Russ: Okay but aren’t there some times people Bennett that want to know and because they’re – they’re not anticipating a problem and they’re surprised?
Bennett: Yes, it happens, uh, quite often. It makes for long conversations, sometimes I feel like I’m in the consoling business.
Russ: Wow, you personally sometimes have those conversations?
Bennett: Absolutely. We have a lot of people who tell us that the DNA lab must have made a mistake. No one’s perfect, generally the DNA lab seems to be more accurate than most of our customers. I would say – you know, we have – we have a program that we – that is someone doesn’t believe the results, for half the price we’ll retest them, um, and then we’ll – of course we say we’ll refund their money if – if we were wrong of course and wipe the egg off our face but I can’t remember doing that.
Russ: Okay. Well I – as you know I recently finally toured the lab and it is impressive. That’s a lot of equipment that costs a lot of money that’s running around the clock, right?
Bennett: Unfortunately yes, yes and no. It’s not running around the clock, I only wish it was running around the clock; um, we’re probably running 5 ½ days a week, sometimes 6. Sometimes we have equipment that runs over the weekend, um, but we’re busy. Um, one thing I like to tell, uh, our employees is that, uh – and you mentioned, we have a lot of equipment in there. There’s a lot of robots in there. The reason there’s a lot of robots in there is that that’s kind of the manufacturing production equalizer. So what I try to explain to our folks is that they’re not competing with a lab in the medical center, they’re not competing with the lab in Atlanta; they’re competing with offshore. Because if we lose in America our knowledge-based workers, the people who work with their hands and hold pipettes and who, you know, who have decent jobs. I mean who have good jobs and they’re making, you know, very reasonable money; if we lose that from our society I worry about America. And so the only way that – that, uh, we’ve determined that we can level that playing field is to have those people being ultra-productive; which means that anything that we can put on a robot, we’re going to put on a robot.

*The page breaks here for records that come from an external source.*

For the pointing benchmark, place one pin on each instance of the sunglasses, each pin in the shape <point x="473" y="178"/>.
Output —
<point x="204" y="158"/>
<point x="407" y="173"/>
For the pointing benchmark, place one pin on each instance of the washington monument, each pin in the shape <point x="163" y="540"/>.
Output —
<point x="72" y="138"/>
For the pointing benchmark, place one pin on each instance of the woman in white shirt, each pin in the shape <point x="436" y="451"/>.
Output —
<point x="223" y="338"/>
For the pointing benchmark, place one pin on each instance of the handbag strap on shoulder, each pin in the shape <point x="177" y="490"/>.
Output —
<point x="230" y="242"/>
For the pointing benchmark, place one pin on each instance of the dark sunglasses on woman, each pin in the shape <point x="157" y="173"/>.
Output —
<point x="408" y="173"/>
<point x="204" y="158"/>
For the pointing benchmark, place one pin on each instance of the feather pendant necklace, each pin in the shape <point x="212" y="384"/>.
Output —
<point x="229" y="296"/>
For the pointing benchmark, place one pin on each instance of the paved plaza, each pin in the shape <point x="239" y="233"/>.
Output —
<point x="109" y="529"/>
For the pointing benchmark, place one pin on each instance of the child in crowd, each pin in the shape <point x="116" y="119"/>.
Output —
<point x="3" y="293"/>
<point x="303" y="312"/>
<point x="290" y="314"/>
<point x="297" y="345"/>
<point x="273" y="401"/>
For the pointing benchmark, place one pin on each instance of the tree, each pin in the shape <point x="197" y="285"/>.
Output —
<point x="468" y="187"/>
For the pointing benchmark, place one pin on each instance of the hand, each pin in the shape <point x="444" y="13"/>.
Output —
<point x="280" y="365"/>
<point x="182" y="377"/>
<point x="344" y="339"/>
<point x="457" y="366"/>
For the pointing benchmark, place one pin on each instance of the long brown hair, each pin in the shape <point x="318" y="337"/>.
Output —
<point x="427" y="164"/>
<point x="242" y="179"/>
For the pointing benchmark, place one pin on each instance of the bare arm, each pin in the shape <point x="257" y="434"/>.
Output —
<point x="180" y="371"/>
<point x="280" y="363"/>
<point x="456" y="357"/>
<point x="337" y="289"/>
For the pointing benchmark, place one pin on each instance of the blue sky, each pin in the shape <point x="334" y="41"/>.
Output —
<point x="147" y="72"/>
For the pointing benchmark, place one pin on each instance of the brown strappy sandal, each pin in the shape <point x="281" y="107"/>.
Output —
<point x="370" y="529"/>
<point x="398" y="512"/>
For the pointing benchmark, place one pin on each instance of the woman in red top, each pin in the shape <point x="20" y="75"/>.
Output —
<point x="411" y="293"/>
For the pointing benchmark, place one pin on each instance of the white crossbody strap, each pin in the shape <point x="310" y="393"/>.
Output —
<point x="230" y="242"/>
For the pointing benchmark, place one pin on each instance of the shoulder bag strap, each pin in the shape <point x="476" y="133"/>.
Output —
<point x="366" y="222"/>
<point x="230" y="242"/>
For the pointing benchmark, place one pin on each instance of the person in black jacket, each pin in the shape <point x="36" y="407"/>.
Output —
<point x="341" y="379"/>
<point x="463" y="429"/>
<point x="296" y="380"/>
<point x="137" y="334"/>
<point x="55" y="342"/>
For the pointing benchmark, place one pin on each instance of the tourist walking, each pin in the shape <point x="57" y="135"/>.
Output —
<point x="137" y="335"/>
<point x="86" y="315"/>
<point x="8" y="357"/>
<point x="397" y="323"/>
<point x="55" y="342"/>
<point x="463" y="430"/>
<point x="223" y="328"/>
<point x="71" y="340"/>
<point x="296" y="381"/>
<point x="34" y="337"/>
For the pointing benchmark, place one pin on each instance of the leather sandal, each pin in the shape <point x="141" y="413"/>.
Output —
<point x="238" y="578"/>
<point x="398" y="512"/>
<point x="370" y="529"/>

Russ: Well it is very automated and impressive. Before I let you go I’ve got to ask you this question, I haven’t asked you this one before, but it must feel like you’re in the sweet spot of life. I mean, your hobby has turned into just an incredible business where you’re answering extremely important questions to people’s lives.

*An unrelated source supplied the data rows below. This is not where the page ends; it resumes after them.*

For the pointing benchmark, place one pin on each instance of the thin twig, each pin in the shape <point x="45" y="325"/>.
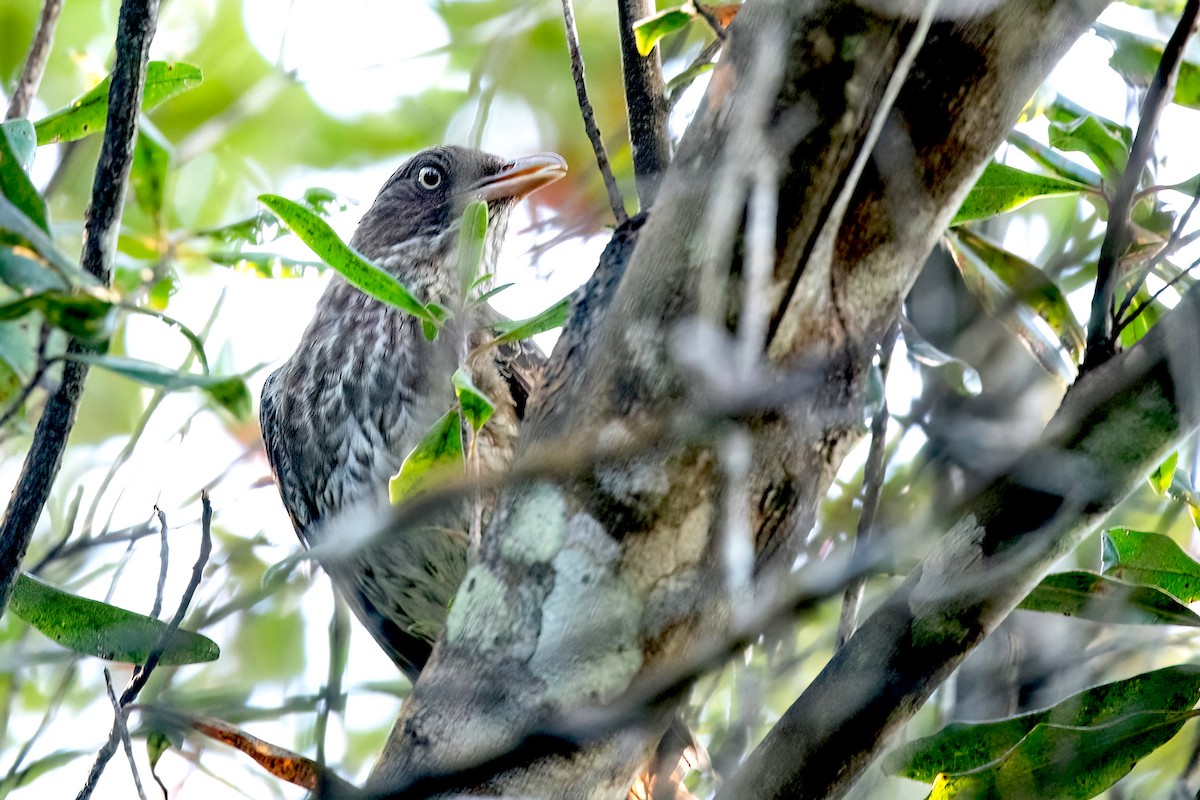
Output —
<point x="124" y="731"/>
<point x="1101" y="342"/>
<point x="589" y="119"/>
<point x="163" y="555"/>
<point x="331" y="693"/>
<point x="18" y="402"/>
<point x="873" y="487"/>
<point x="136" y="25"/>
<point x="1137" y="312"/>
<point x="35" y="62"/>
<point x="645" y="103"/>
<point x="1173" y="244"/>
<point x="138" y="681"/>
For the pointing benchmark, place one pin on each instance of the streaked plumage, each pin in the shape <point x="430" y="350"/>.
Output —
<point x="340" y="416"/>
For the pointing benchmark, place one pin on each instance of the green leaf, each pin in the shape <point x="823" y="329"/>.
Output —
<point x="18" y="359"/>
<point x="96" y="629"/>
<point x="22" y="142"/>
<point x="82" y="314"/>
<point x="1067" y="763"/>
<point x="1054" y="161"/>
<point x="25" y="274"/>
<point x="648" y="31"/>
<point x="514" y="330"/>
<point x="354" y="268"/>
<point x="268" y="265"/>
<point x="1135" y="59"/>
<point x="997" y="278"/>
<point x="472" y="238"/>
<point x="1149" y="312"/>
<point x="89" y="113"/>
<point x="477" y="408"/>
<point x="17" y="222"/>
<point x="965" y="746"/>
<point x="15" y="181"/>
<point x="1151" y="559"/>
<point x="438" y="453"/>
<point x="151" y="160"/>
<point x="1002" y="188"/>
<point x="1090" y="595"/>
<point x="1090" y="137"/>
<point x="1161" y="479"/>
<point x="957" y="373"/>
<point x="39" y="768"/>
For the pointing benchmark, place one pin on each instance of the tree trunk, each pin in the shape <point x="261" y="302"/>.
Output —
<point x="820" y="121"/>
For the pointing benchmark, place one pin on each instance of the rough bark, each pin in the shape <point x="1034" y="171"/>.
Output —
<point x="589" y="584"/>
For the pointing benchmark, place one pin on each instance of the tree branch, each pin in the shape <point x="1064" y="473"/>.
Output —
<point x="1115" y="425"/>
<point x="1101" y="344"/>
<point x="589" y="118"/>
<point x="135" y="31"/>
<point x="645" y="103"/>
<point x="35" y="62"/>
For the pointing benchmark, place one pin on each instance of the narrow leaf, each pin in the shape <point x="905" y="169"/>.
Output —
<point x="151" y="160"/>
<point x="965" y="746"/>
<point x="1023" y="298"/>
<point x="1067" y="763"/>
<point x="89" y="113"/>
<point x="1151" y="559"/>
<point x="472" y="238"/>
<point x="1055" y="161"/>
<point x="1161" y="479"/>
<point x="330" y="248"/>
<point x="82" y="314"/>
<point x="477" y="408"/>
<point x="22" y="140"/>
<point x="96" y="629"/>
<point x="17" y="222"/>
<point x="21" y="270"/>
<point x="957" y="373"/>
<point x="648" y="31"/>
<point x="1090" y="137"/>
<point x="15" y="181"/>
<point x="1135" y="59"/>
<point x="438" y="452"/>
<point x="515" y="330"/>
<point x="1002" y="188"/>
<point x="1099" y="597"/>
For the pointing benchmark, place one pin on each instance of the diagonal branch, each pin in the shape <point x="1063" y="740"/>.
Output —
<point x="135" y="30"/>
<point x="35" y="62"/>
<point x="1117" y="236"/>
<point x="1113" y="428"/>
<point x="589" y="116"/>
<point x="645" y="103"/>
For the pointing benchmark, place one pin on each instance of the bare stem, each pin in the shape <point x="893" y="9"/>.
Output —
<point x="1101" y="343"/>
<point x="873" y="487"/>
<point x="35" y="62"/>
<point x="589" y="119"/>
<point x="645" y="103"/>
<point x="135" y="30"/>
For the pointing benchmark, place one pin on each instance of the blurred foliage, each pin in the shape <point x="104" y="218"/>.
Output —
<point x="1024" y="251"/>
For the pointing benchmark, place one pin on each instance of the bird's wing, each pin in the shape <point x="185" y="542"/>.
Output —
<point x="271" y="417"/>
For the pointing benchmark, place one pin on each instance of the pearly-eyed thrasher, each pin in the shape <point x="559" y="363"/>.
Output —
<point x="365" y="384"/>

Bennett: I’ve got a great job and, uh, you know, I’ve thought about the other things I’ve done in my life and I’ve always, you know found enjoyment and pleasure in what I’m doing but I’ve never had as much, uh, enjoyment or fun, uh, as I have in this business. And so it’s a great deal, I love it.
Russ: Bennett, thanks again for sharing your story with us.
Bennett: Thank you.
Russ: You bet. And that wraps up my discussion with Bennett Greenspan, the Founder and CEO of Family Tree DNA. And this is The BusinessMakers Show, brought to you by Comcast Business, built for business.